Recensione: I Swear
- Kirk Jones riesce a realizzare un film pieno di umanità e vitalità, fondendo dramma e umorismo, sullo straordinario viaggio di un uomo affetto dalla sindrome di Tourette

"Imprechi, sputi, dai fastidio alla gente. Te lo sei dimenticato?". Svelato a Toronto, campione d'incassi al botteghino britannico e presentato in concorso alla 26ma edizione dell’Arras Film Festival, I Swear [+leggi anche:
intervista: Kirk Jones
scheda film] di Kirk Jones si avventura nel terreno insidioso del film sulla disabilità, un genere in cui il minimo passo falso può rivelarsi artisticamente fatale per eccesso di patetismo o difetto di credibilità. Ebbene, non solo il cineasta inglese evita abilmente queste insidie firmando un film toccante, divertente, istruttivo, umanista e trascinante, ma offre anche la massima visibilità al suo personaggio principale (direttamente ispirato alla vicenda reale di John Davidson e adattato dal documentario John's Not Mad) e alla sindrome di Tourette i cui sintomi (tic, imprecazioni oscene, gesti incontrollabili) sembravano a priori molto difficili da rendere con precisione sullo schermo senza cadere in una caricatura potenzialmente indigesta. Ne risulta un vero tour de force, sostenuto dall’interpretazione straordinaria di Robert Aramayo.
"Quindi non possiamo fare nulla per lei. Se non è simulazione, dovrebbe essere ricoverato in un istituto specializzato". Siamo nel 1983, a Galashiels, una piccola cittadina nelle Scottish Borders, e per il giovanissimo John (Scott Ellis Watson), al suo primo giorno in una nuova scuola, inizia un vero incubo con la comparsa di violenti tic motori e vocali. Emarginato e deriso a scuola, nel mirino spietato del preside, perde anche ogni speranza di una carriera calcistica e vede la sua vita familiare implodere con la partenza del padre, esasperato da questa situazione incomprensibile e imprevista.
Tredici anni dopo ritroviamo il nostro sfortunato antieroe (Robert Aramayo), imbottito di antipsicotici, alla deriva e che vive ancora con la madre (Shirley Henderson). La sua patologia ha ormai un nome: "si chiama sindrome di Tourette e non esiste una cura". Ma un amico d’infanzia (Francesco Piacentini-Smith) lo presenta a sua madre Dottie (Maxine Peake), una donna molto generosa che crede di avere solo sei mesi di vita e che prenderà John sotto la sua ala. E col passare del tempo, grazie a un altro angelo custode tollerante (Peter Mullan) che gli permette di lavorare e nonostante gli inevitabili rovesci causati dalla sua malattia (con tanto di confronti con la polizia e la giustizia), John prenderà via via un’altra dimensione e diventerà una sorta di punto di riferimento per la Tourette presso il grande pubblico e per tutti coloro che condividono la sua sorte.

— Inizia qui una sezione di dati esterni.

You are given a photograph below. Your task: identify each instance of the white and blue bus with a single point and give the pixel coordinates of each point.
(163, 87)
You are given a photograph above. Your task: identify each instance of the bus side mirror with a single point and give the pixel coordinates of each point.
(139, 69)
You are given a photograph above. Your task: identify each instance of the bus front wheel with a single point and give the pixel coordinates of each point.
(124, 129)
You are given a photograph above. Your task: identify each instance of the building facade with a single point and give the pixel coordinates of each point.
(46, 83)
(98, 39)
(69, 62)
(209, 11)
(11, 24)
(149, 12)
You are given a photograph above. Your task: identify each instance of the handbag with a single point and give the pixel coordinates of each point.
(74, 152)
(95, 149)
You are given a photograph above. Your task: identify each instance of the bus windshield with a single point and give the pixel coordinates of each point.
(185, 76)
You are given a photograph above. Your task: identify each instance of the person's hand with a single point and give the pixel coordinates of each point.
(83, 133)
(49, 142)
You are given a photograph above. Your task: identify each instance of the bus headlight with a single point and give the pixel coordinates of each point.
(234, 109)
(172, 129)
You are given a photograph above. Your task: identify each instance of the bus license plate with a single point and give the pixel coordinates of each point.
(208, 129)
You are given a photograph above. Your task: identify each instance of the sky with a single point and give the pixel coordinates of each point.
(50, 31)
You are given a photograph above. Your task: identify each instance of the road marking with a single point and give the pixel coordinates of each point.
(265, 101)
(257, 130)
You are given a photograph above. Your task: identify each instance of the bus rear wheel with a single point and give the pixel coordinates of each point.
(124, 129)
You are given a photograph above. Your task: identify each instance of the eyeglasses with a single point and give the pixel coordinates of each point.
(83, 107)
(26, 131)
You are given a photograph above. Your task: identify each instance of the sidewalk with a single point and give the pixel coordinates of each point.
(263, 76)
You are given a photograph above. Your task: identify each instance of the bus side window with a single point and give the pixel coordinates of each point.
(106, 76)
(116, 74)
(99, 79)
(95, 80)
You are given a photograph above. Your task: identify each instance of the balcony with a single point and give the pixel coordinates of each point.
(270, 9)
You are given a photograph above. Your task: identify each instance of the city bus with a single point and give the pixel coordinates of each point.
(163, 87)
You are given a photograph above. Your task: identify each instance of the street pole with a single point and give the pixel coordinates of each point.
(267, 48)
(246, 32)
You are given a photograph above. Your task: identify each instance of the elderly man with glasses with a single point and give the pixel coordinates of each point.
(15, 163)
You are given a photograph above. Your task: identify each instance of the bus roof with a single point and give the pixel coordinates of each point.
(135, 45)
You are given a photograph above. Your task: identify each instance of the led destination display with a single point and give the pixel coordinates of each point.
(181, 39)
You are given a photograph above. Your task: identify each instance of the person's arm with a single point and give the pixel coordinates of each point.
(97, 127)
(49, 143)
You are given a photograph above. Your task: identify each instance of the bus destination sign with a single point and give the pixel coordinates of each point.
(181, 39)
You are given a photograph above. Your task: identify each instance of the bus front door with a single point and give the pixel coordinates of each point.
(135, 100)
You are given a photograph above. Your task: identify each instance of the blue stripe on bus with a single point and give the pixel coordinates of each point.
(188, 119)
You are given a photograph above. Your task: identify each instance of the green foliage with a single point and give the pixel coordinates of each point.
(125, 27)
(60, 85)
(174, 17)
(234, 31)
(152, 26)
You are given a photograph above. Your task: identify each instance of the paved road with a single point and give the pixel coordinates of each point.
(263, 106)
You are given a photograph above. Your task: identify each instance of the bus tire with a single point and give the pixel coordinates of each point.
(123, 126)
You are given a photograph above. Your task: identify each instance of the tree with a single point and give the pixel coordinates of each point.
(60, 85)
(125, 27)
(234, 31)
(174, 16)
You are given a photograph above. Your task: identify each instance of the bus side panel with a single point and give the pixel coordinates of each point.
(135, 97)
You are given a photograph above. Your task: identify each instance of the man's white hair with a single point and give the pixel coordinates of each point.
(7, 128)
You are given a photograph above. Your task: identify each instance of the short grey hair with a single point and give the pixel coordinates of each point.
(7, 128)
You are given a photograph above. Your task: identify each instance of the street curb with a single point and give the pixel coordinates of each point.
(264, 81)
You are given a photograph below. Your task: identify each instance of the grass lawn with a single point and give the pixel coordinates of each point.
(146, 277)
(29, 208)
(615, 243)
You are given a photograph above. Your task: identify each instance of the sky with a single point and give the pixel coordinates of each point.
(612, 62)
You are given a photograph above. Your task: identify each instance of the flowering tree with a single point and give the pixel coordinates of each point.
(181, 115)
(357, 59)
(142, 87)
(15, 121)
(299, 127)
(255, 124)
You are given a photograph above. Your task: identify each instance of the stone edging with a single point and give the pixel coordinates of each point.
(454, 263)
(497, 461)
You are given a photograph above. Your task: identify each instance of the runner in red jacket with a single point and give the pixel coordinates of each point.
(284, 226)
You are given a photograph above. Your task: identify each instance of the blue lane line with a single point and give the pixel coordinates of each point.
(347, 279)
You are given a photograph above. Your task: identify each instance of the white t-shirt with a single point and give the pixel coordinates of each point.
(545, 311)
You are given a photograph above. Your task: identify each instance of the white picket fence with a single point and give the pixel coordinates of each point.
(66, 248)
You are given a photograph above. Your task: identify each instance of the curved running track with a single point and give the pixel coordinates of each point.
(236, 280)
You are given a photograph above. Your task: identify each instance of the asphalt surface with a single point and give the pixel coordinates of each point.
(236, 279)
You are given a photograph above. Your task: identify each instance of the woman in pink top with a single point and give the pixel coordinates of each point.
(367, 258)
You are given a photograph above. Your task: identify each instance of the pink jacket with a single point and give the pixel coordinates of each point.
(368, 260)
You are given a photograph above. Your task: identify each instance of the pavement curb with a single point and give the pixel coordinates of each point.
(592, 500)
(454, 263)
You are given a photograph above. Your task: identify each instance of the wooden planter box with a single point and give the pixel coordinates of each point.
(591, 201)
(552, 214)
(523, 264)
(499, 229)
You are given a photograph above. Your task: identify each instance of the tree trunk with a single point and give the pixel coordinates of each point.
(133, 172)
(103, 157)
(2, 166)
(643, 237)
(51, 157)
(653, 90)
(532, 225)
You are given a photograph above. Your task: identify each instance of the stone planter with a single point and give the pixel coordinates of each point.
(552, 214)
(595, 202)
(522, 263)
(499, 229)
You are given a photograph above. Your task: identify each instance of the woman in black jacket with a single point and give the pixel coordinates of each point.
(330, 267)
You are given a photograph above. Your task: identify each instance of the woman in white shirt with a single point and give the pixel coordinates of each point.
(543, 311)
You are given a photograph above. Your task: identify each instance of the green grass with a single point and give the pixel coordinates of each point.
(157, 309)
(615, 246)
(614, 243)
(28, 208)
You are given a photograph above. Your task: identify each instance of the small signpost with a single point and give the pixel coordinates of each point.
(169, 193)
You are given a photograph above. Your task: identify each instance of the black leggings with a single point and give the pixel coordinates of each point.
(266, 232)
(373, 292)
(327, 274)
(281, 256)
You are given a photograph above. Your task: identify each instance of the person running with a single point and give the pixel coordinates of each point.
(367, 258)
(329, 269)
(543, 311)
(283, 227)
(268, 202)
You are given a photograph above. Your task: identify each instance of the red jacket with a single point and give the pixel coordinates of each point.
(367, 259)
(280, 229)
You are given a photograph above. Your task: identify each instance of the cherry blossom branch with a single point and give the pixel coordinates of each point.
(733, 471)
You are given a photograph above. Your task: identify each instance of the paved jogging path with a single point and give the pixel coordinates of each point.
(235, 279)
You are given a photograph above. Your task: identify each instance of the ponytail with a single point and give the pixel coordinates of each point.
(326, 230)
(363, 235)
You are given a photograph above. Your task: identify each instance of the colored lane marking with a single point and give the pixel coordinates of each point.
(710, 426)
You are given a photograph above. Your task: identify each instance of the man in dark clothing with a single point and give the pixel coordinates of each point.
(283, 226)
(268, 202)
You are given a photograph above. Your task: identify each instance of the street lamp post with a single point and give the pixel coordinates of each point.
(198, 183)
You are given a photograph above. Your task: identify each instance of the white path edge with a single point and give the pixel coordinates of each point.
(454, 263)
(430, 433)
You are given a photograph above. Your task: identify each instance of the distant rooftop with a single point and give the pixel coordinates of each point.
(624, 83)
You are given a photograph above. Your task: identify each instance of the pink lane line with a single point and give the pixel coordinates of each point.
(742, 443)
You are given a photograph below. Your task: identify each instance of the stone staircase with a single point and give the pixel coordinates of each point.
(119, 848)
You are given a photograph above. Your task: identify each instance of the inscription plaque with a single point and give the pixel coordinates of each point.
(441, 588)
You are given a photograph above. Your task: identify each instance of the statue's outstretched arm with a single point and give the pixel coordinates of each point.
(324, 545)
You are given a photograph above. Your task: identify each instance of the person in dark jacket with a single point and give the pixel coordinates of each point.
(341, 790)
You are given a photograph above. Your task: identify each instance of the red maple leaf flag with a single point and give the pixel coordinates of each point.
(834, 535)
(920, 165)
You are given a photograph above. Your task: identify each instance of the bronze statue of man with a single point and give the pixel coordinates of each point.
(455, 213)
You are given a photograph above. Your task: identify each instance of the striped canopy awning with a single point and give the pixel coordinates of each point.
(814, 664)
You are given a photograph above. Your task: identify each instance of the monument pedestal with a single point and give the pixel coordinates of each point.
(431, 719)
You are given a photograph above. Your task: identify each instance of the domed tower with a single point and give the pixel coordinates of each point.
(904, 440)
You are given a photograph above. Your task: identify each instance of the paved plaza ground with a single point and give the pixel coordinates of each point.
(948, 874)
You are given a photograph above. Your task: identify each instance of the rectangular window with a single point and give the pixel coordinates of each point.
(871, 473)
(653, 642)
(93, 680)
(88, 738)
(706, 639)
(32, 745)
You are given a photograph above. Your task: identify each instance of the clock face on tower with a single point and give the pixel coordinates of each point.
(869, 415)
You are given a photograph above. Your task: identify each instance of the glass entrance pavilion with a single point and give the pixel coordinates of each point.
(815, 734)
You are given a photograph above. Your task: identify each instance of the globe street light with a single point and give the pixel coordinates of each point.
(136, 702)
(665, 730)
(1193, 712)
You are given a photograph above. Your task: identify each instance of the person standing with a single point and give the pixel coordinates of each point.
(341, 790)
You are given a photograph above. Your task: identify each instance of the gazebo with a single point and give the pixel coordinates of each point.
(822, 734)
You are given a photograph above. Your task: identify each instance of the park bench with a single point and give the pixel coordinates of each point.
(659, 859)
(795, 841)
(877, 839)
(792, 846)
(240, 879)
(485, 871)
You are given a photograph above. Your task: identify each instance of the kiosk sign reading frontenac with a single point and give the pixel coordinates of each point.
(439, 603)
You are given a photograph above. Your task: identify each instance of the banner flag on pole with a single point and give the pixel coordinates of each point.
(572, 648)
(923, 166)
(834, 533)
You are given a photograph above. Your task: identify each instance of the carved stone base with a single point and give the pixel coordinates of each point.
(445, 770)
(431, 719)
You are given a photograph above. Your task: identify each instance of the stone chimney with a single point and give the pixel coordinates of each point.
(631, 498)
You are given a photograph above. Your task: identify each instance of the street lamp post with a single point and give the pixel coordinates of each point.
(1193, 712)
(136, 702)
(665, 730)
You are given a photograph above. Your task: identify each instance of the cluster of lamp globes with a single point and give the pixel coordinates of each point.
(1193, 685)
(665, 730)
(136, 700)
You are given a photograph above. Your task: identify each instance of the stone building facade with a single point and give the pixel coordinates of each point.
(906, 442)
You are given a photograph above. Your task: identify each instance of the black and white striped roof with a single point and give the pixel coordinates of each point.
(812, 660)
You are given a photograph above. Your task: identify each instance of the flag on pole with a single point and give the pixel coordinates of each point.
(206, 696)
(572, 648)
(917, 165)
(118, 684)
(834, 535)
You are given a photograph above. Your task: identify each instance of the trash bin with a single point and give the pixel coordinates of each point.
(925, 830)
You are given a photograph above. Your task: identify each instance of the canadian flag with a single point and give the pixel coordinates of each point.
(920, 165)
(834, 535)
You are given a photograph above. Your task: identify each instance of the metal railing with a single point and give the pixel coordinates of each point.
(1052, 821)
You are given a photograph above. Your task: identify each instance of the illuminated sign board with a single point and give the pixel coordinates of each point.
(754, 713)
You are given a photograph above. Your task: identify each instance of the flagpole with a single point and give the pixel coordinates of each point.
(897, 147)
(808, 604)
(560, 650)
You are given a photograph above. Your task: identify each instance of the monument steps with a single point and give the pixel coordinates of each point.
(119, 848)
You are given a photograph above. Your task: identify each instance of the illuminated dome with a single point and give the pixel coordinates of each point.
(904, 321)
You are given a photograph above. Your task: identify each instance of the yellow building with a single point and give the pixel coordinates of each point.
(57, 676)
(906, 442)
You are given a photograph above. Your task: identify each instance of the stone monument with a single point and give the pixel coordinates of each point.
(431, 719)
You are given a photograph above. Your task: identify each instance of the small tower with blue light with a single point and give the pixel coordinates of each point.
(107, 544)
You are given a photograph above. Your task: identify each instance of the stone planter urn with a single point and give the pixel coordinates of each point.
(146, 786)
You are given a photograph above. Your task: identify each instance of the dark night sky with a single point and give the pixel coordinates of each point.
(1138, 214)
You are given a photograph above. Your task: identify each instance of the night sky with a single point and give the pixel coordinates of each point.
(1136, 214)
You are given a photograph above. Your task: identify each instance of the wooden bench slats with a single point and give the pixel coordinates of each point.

Ripercorrendo con affetto e grande efficacia narrativa questa incredibile traiettoria esemplare (che passerà per una medaglia da membro dell’Ordine dell’impero britannico consegnata dalla regina d’Inghilterra, episodio anticipato nel prologo del film), il navigato Kirk Jones firma un bellissimo lungometraggio in cui dosa alla perfezione tanto l'impatto emotivo quanto gli aspetti involontariamente comici del comportamento di John. Questa sincera semplicità arriva dritta al cuore dello spettatore e fa paradossalmente di I Swear quasi un "feel good movie", rendendo omaggio a un uomo che, aiutato da pochi altri dotati di apertura mentale, ha saputo superare le barriere dell’ostracismo per realizzarsi come individuo.
I Swear è prodotto da Tempo Productions e One Story High. Bankside Films gestisce le vendite internazionali.